Translations and Transitions
Max-Planck-Forschungsgruppe
Legal Practice in 19th Century Japan, China, and the Ottoman Empire
Legal practice is the field in which the complexity of law becomes most evident. Judicial decision-making is bound to the legislative framework, to self-produced norms; it is linked to institutional logics, procedures, and dynamics of the legal discourse, to habitus and socialisations, as well as to traditions and socio-political factors. In the nineteenth century, all of these factors underwent an immense transformation. The project ‘Translations and Transitions’ approaches these changes by investigating the perspectives of those who were perceived as ‘outsiders’: Japan, China and the Ottoman Empire. Pressed by the Western powers and by internal needs for reform, all three countries introduced profound reforms. In a process that took place over the course of many decades, every aspect and dimension of the law was reconsidered: the normative and institutional framework of law, its epistemologies, and even its language. Their ambition was no less than to replace the entire legal universe with a legal order corresponding to Western standards. What did it mean to establish a legal practice on such shaky ground? How did practitioners reinterpret the Western legal ideas, and how did they contribute to the shaping of what law should become in the new social order?
While significant research has been conducted on each of the three cases, there has been no attempt to initiate an exchange between the three national legal histories up till now. The research project ‘Translations and Transitions’ aims to fill this gap. It examines the three variations of the transformations that took place in the nineteenth century not by means of a large-scale comparison, but rather by bringing together several different case studies, inquiring into the complex interplay between the newly created normative framework, the changing professional identities and understandings of law, and the practices that shaped legal decision-making. Through the constant interaction and exchange between the group members, the view on the respective cases will be sharpened, reflecting also the fact that European judicial practice that served as a model was anything but static and that ‘law’s modernity’ (A. Rubin) was still about to be negotiated in Europe, too. On this basis, the project will be able to identify and assess the characteristics of legal practices that were shaped by ‘translating the West’ (D. Howland).
Network
The core of the project is the collaborative research by the group members. Going beyond that, the project also created a network between experts on modern Japanese, Chinese, and Ottoman legal history for comparative exchange.

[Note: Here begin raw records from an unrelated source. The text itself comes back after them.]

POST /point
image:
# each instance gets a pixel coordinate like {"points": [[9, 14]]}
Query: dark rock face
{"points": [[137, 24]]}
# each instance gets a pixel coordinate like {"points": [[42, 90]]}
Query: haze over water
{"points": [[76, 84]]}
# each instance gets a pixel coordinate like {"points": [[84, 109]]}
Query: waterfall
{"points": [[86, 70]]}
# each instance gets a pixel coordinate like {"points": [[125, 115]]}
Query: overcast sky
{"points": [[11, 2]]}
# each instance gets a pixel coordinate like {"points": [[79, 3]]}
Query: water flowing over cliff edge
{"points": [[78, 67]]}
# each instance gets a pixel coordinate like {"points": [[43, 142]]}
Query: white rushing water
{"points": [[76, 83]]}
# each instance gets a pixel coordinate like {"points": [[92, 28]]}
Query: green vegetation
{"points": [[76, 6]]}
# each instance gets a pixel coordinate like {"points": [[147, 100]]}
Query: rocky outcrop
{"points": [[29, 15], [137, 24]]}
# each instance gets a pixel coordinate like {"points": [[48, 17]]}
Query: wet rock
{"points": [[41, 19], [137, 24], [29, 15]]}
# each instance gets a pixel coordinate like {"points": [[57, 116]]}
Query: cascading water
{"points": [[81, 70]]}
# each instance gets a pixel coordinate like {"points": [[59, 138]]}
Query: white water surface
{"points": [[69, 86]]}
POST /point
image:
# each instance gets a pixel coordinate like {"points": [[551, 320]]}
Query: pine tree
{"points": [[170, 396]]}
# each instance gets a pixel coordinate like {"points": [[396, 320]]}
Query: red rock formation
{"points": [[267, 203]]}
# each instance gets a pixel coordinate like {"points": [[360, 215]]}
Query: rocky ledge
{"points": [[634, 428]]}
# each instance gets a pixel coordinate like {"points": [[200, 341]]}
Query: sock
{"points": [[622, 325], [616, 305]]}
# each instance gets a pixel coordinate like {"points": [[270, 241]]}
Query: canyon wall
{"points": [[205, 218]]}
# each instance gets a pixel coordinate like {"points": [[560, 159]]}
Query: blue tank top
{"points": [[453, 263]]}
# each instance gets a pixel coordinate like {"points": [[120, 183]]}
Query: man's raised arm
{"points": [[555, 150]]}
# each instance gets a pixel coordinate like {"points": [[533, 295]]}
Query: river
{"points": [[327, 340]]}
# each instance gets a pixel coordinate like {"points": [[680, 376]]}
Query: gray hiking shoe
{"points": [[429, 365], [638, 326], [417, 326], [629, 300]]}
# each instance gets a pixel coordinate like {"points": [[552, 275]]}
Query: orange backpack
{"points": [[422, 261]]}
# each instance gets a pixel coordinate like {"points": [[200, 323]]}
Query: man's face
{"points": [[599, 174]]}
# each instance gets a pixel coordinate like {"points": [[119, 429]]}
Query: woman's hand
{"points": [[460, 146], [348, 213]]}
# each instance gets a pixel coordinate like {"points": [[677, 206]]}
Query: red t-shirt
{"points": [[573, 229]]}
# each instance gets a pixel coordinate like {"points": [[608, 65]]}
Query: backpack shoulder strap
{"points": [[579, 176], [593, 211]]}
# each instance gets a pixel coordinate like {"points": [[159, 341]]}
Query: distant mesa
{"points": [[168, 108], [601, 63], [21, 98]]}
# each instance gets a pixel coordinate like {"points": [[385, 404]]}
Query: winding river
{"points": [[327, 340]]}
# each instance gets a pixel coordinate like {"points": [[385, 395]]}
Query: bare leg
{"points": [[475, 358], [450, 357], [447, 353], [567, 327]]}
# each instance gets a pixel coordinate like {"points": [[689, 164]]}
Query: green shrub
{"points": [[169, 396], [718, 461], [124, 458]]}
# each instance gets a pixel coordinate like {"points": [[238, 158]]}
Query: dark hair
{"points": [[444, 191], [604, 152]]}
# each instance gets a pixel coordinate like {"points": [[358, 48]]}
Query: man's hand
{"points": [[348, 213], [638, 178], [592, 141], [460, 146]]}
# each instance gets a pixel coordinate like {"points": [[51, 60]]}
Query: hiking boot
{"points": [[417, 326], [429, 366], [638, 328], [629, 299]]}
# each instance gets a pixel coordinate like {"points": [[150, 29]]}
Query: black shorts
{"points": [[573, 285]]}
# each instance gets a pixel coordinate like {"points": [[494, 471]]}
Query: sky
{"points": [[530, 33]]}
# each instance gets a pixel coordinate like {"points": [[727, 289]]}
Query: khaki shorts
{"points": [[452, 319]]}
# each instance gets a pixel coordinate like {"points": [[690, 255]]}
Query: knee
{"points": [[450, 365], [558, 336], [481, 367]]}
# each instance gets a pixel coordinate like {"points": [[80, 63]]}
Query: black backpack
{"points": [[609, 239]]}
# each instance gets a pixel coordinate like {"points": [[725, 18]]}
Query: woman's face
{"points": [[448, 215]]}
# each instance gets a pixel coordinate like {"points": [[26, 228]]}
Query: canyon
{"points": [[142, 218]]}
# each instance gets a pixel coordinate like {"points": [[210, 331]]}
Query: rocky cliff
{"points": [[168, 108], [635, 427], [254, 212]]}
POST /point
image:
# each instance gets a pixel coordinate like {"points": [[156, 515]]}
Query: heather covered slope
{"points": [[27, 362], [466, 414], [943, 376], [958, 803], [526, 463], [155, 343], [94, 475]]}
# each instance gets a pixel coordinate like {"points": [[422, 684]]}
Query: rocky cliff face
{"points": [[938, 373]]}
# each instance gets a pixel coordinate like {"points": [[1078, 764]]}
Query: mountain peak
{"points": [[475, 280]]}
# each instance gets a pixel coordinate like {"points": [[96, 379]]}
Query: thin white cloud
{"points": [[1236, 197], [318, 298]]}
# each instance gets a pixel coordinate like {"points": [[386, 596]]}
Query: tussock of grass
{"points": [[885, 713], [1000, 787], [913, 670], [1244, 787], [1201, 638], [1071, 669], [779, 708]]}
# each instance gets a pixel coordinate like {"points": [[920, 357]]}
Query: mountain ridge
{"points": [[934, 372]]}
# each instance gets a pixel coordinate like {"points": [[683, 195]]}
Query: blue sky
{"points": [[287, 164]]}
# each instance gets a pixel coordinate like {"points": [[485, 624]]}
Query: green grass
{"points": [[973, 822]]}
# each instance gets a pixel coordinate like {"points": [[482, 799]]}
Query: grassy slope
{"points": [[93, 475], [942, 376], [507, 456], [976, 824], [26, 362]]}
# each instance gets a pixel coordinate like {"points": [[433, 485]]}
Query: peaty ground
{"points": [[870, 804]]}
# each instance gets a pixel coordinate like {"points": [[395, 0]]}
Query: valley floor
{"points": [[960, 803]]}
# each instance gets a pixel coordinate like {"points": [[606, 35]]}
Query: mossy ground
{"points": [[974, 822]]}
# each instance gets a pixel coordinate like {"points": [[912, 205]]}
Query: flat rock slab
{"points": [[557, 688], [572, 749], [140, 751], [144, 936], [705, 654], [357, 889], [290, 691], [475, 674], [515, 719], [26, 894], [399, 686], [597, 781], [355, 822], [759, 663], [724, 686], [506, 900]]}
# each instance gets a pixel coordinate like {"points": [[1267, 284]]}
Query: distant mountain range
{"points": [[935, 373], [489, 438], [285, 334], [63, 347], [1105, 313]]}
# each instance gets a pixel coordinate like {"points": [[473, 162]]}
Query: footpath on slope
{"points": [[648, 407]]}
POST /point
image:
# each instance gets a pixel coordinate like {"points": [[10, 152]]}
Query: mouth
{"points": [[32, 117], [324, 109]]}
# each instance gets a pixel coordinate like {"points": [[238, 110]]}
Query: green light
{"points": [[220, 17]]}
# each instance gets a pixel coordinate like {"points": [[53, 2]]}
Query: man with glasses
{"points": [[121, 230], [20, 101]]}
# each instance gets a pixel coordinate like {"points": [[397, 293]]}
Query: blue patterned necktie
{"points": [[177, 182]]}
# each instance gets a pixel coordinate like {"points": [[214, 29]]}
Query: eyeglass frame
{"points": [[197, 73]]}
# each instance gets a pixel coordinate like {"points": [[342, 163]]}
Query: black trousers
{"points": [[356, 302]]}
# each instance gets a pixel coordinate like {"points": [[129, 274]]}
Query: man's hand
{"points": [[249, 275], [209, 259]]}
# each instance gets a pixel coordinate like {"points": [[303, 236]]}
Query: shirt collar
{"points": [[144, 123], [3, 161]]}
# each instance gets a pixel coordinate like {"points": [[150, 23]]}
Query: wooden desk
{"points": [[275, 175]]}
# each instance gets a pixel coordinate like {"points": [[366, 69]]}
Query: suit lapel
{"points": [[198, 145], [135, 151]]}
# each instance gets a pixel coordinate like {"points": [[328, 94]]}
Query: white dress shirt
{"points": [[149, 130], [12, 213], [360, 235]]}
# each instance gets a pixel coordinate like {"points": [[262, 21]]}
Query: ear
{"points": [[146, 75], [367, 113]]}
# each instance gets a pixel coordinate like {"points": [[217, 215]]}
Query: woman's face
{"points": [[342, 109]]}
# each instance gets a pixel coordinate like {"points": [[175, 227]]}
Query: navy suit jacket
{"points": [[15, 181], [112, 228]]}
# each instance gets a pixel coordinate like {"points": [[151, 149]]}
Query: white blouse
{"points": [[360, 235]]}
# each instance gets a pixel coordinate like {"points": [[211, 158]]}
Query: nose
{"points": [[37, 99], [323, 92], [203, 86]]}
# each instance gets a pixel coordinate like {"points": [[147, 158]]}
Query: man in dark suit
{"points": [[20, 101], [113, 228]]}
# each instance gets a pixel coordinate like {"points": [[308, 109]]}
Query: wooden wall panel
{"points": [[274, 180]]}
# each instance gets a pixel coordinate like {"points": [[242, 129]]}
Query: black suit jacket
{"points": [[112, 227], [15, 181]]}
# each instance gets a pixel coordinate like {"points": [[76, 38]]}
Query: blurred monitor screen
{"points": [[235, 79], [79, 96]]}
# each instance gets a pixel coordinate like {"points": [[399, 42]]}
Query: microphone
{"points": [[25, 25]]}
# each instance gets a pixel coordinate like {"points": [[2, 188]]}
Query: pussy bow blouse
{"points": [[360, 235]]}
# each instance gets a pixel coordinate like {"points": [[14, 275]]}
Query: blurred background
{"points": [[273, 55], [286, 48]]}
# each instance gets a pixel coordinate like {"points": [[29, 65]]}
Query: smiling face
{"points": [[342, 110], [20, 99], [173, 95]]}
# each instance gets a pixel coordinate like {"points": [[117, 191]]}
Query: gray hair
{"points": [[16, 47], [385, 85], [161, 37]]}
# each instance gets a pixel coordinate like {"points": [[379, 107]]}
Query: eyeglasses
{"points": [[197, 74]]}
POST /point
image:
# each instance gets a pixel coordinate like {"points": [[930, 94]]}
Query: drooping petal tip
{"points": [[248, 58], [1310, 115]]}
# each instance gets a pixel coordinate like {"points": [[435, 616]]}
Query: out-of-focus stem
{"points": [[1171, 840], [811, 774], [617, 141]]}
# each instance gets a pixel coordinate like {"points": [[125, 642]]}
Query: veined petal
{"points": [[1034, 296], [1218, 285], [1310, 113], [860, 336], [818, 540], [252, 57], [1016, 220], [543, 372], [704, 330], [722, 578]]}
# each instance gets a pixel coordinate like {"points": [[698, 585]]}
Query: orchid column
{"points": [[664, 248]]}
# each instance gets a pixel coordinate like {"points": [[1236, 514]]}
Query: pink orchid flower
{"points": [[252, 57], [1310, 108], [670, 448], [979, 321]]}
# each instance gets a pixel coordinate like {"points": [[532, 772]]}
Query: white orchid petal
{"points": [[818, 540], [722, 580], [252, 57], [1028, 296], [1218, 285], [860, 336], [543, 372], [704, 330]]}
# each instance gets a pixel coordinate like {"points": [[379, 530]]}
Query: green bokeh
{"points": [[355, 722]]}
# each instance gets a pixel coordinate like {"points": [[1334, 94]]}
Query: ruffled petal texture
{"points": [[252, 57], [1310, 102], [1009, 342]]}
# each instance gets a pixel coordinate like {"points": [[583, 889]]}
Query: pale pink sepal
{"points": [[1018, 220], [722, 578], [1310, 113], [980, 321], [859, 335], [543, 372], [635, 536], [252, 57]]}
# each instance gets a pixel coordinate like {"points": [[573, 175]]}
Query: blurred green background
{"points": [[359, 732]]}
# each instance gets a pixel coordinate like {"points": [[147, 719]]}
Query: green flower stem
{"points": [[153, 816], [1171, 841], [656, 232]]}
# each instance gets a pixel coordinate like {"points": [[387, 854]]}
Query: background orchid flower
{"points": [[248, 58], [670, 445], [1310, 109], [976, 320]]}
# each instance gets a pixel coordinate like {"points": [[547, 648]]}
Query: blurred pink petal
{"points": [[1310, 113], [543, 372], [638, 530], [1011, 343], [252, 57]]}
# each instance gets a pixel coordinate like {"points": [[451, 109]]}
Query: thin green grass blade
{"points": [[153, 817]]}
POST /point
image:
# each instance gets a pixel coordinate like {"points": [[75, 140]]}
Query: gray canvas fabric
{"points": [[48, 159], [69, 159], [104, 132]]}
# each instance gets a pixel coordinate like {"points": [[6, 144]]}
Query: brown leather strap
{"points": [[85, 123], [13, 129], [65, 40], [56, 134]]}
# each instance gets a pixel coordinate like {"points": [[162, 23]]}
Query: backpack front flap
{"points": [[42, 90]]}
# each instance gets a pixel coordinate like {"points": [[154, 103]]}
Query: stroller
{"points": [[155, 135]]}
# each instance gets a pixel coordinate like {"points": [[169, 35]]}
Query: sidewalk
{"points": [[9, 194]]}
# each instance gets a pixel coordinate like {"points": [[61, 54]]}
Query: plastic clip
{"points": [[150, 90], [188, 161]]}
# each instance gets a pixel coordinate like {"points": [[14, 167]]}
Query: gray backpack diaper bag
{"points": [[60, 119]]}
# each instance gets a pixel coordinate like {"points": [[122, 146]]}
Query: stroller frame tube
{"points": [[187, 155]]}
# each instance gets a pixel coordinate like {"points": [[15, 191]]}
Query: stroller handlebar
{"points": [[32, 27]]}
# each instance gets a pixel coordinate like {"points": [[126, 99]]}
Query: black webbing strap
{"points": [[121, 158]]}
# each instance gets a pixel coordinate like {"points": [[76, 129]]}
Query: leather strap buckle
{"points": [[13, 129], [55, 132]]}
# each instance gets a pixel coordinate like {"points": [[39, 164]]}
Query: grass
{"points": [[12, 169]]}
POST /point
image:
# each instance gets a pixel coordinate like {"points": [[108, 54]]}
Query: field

The network was initiated in 2018 and offers a platform for communication on all aspects of the legal transformation in 19th- and early 20th-century Japan, China and Ottoman Empire. The two workshops in March 2018 and March 2019 carried out selected comparisons, shedding light on specificities and commonalities of the transformation processes across the three countries. The platform offers the opportunity to discuss aspects that need to be approached by overcoming the borders of national legal histories. By this, legal reforms in the respective countries can be positioned in the complex interplay with the global setting of the 19th and early 20th centuries. The aim is to question historiographic traditions and to seek for appropriate narratives to describe the experience of the massive legal changes that took place across these non-European countries at the dawn of modernity.